Acute epididymitis is treated with antibiotic therapy, analgesics for pain control, and supportive care, which includes scrotal elevation and support, application of an ice pack, and, in some cases, spermatic cord block.
Consult a urologist immediately if torsion is a possibility. Testicular torsion is a clinical diagnosis, and consultation should not be delayed for the performance of additional ancillary studies. Otherwise, most cases of epididymitis can be managed on an outpatient basis with follow-up with a urologist scheduled within 3-7 days.

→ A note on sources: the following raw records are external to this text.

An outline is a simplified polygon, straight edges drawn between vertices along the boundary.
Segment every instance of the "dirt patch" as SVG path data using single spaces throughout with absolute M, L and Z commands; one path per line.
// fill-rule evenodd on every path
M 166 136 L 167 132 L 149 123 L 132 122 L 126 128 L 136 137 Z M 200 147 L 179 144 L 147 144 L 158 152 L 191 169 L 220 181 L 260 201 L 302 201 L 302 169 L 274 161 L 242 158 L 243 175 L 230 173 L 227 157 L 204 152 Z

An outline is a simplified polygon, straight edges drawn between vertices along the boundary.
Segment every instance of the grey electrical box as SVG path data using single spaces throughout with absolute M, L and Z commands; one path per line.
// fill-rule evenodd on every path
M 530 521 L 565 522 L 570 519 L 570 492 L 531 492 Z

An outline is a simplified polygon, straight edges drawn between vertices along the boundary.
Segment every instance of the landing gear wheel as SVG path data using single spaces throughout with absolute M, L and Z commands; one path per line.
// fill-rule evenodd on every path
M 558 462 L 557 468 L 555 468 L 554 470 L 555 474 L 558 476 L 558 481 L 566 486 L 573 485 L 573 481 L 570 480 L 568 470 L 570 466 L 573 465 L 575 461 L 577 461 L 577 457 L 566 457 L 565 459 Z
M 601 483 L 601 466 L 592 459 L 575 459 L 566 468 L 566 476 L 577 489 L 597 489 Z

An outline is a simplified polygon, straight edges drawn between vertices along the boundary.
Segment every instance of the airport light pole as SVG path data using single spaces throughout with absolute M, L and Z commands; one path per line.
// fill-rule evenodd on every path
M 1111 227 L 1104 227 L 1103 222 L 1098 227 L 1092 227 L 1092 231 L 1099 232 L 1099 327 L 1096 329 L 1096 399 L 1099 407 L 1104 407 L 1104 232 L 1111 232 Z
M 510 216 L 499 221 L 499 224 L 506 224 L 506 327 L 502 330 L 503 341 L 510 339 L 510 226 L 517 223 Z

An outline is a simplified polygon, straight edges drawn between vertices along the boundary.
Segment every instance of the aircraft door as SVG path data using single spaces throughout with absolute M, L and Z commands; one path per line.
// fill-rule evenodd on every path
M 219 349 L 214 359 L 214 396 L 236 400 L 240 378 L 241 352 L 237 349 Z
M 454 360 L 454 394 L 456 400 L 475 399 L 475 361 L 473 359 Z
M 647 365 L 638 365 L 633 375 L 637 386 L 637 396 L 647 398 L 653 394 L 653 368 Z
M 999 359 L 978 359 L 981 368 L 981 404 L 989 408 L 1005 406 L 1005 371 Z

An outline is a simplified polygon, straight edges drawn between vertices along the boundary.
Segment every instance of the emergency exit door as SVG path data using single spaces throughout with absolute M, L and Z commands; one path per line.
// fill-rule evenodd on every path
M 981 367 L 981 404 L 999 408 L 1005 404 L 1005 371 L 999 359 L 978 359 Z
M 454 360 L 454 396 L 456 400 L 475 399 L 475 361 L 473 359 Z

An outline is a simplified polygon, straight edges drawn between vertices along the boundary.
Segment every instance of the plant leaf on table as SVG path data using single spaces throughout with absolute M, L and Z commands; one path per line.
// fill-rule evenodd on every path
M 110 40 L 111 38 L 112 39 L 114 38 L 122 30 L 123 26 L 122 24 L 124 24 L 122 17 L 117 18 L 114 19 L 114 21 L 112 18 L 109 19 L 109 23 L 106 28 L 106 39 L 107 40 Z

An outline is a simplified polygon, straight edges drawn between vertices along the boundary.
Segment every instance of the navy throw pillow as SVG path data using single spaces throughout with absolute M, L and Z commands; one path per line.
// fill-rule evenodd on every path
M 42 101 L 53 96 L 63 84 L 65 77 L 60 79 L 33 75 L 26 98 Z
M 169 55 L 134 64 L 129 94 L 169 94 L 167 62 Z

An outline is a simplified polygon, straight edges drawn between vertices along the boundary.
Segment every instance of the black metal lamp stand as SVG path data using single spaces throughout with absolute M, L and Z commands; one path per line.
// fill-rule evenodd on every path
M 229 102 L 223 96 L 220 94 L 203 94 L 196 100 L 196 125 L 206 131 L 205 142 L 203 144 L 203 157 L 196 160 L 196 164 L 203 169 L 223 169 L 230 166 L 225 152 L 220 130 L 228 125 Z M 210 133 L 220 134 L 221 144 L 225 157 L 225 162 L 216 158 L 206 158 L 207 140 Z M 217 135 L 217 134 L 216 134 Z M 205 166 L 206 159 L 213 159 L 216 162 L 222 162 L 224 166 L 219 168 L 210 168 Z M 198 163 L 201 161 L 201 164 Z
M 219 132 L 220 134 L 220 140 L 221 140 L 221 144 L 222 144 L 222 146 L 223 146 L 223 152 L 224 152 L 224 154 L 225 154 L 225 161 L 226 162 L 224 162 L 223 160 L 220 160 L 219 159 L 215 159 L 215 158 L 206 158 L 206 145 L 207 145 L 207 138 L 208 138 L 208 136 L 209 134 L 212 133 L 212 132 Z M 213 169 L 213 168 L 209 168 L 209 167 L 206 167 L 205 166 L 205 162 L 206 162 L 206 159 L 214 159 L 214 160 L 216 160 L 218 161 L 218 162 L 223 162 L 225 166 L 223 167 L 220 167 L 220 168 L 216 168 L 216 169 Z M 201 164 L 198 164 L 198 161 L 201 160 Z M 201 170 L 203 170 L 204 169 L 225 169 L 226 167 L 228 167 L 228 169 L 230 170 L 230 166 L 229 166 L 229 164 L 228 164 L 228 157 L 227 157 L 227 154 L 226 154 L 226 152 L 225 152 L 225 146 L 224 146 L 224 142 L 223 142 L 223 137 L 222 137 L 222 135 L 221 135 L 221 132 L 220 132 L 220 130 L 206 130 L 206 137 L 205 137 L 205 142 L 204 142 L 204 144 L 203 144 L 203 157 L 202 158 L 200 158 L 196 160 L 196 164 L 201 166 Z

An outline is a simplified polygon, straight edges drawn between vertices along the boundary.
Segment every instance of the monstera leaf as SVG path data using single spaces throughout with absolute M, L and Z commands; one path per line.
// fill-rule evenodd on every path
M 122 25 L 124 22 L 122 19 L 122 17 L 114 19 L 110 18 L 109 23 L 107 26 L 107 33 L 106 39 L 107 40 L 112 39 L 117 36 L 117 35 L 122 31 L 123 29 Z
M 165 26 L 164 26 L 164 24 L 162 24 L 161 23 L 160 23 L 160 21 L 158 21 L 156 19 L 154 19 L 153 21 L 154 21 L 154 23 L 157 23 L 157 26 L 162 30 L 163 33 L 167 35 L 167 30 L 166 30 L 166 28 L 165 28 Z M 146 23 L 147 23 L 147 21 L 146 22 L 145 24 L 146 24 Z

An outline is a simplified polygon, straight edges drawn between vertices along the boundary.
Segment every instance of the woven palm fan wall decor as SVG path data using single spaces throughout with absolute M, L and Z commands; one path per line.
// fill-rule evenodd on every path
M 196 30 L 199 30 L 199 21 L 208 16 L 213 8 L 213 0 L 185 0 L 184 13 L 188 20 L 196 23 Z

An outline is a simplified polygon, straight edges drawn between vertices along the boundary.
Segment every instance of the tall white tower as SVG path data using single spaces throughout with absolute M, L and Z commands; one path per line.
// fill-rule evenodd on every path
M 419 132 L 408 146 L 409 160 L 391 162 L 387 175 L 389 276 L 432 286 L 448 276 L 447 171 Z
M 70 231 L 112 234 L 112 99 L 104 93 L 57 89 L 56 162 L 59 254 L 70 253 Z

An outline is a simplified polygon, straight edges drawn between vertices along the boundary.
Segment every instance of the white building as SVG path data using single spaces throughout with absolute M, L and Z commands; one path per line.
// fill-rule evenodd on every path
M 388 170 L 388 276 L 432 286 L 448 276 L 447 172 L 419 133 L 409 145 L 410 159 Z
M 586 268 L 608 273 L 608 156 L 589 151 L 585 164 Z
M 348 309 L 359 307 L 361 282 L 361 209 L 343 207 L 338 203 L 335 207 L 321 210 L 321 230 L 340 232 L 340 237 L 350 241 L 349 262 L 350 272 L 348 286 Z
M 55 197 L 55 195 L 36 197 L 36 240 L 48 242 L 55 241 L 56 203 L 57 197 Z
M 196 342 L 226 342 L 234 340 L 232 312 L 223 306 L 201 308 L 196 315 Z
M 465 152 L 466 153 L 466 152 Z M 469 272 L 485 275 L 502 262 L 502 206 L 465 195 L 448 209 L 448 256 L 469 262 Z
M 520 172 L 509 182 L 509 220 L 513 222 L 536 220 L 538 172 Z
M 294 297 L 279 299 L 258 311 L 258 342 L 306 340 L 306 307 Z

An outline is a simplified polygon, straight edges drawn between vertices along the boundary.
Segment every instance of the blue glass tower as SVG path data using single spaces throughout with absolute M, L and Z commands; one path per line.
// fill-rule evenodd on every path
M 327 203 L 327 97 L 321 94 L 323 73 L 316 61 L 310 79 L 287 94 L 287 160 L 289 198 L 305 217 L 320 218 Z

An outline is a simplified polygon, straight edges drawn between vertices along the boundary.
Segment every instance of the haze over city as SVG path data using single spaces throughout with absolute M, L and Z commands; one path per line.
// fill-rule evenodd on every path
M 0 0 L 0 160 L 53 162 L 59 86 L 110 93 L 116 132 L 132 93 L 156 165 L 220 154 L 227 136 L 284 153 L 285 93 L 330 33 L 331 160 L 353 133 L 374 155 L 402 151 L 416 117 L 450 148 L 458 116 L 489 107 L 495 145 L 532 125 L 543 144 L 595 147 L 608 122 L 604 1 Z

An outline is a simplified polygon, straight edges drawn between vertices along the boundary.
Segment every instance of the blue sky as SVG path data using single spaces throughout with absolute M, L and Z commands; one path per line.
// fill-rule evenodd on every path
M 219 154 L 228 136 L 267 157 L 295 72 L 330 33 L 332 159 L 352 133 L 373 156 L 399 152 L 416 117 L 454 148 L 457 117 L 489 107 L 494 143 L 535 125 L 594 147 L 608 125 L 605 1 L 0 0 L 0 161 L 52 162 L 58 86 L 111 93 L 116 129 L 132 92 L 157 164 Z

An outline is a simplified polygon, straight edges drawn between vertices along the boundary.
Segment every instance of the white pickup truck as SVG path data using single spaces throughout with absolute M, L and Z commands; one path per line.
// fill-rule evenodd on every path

In general, antibiotics should be used in all cases of epididymitis, regardless of a negative urinalysis or the urethral Gram stain result. Nonsteroidal anti-inflammatory agents or narcotic analgesics are also generally prescribed to patients with epididymitis.
However, in one study of epididymitis in 140 boys aged 2 months to 17 years (median, 11 y), only 5 of 140 patients had a proven bacterial infection. Given this low rate of a bacterial cause, the authors recommend a selective approach to antibiotic therapy in pediatric epididymitis. They suggest treating all young infants, regardless of urinalysis results, and older boys who have a positive urinalysis or culture. It is also recommended to presumptively treat sexually active adolescents with epididymitis for sexually transmitted infections. This study excluded boys with recent urologic surgery and known lower urinary tract anomalies. 
Prepubertal patients and older men require empiric coverage for coliform bacteria (enteric gram-negative bacilli or Pseudomonas). Both of these patient populations may be treated with trimethoprim-sulfamethoxazole (TMP-SMZ).
Fluoroquinolones are no longer recommended to treat gonorrhea in the United States. This change is based on an analysis of data from the Centers for Disease Control and Prevention’s (CDC’s) Gonococcal Isolate Surveillance Project (GISP). The data from GISP showed an 11-fold increase in the proportion of fluoroquinolone-resistant gonorrhea (QRNG) in heterosexual men, increasing from 0.6% in 2001 to 6.7% in 2006.  This limits treatment of gonorrhea to drugs in the cephalosporin class. Fluoroquinolones may be an alternative treatment option for disseminated gonococcal infection if antimicrobial susceptibility can be documented.
Most cases of epididymitis can be managed on an outpatient basis. However, admit the patient for parenteral therapy if any of the following are present:
Nausea or vomiting that interferes with oral therapy
Clinical evidence of an abscess (or inability to rule out an abscess)
Signs of toxicity or possible sepsis
Failure to improve during initial 72 hours of outpatient management
Immunocompromised patient with significant signs or symptoms
Initiate treatment as discussed above.
The patient must be evaluated by a urologist within 3-7 days of presentation. This follow-up is mandatory, as a testicular tumor occasionally is the true cause of the symptoms.
The patient must receive detailed instructions for treatment, including reasons for immediate return.
Patients with epididymitis secondary to a potential sexually transmitted disease and all of their sexual contacts need referrals in order to screen and diagnose all comorbid sexually transmitted diseases, including human immunodeficiency virus (HIV) infection.
In pediatric patients with no prior urologic history and in the absence of bacteriuria, one retrospective study suggested that investigation for underlying urinary tract pathology should be carried out after the second episode.